China's trade diplomacy seems to be following Deng Xiaoping's maxim to 'cross the river, feeling for the stones.' As shown by the Korea and Australia deals, China under Xi Jinping is signing broader and deeper trade deals with larger trading partners.

Through the ongoing Regional Comprehensive Economic Partnership process, China is now also in serious negotiations with its largest regional trading partner, Japan. And President Xi's embrace of the decade-old Free Trade Agreement for the Asia-Pacific idea indicates China is willing to consider trade talks with its largest national trading partner, the US. Lastly, China's trade deals with European Free Trade Area members suggest that China has 'felt the stones' towards trade talks with the European Union, China's largest collective trading partner.
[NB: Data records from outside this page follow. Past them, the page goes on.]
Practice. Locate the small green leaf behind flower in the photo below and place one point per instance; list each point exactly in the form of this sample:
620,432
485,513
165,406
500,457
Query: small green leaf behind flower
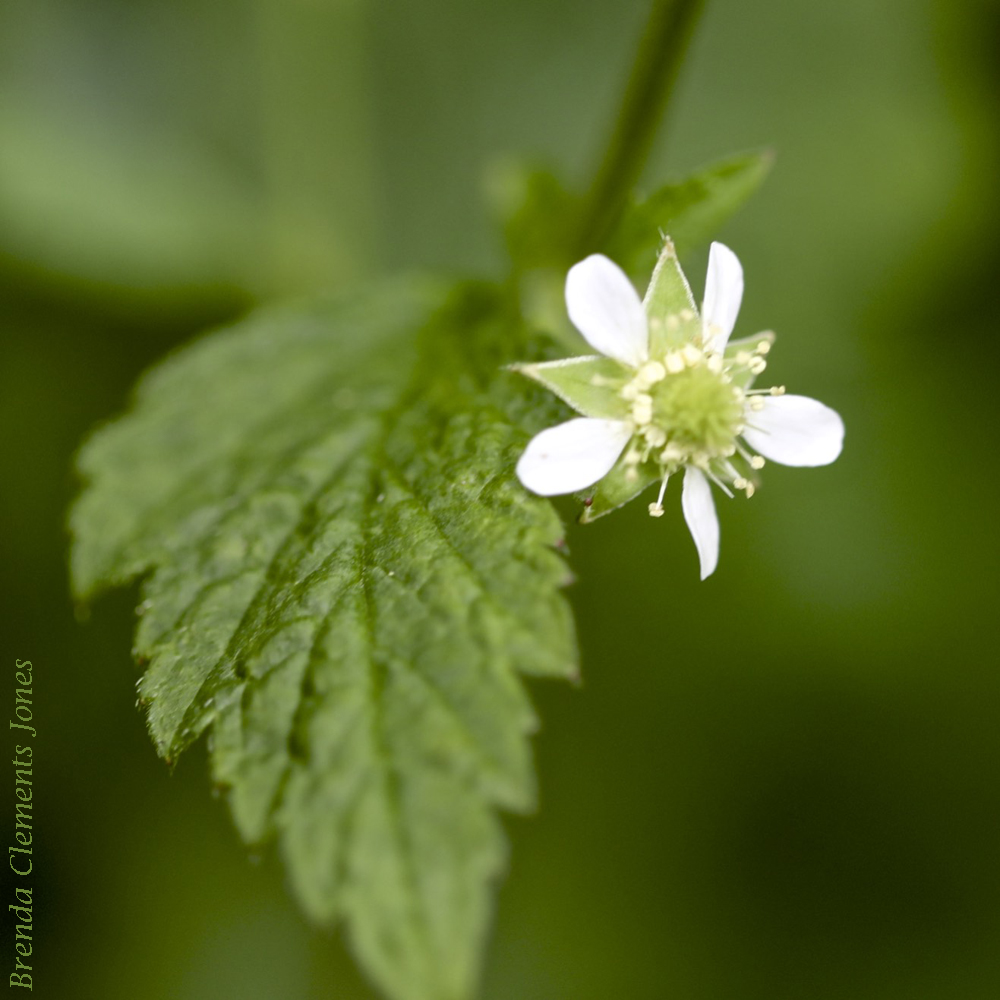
691,210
Undoubtedly, Japan, the US and the EU will look at China's commitments in the China-Australia FTA as a minimum standard to be much improved upon, given their greater economic weight and sophistication.

Economic interests and strategic ones are both important, and these interests certainly do intersect. But in the case of the China-Australia FTA, I think Hugh understates the deal's economic importance to China and overstates the intersection between China's global economic interests and regional security interests. He also overstates the prominence of these regional security interests in this intersection.

Economics does explain the China-Australia FTA better than Strategic Studies.

Photo by Flickr user Alexander Kesselaar.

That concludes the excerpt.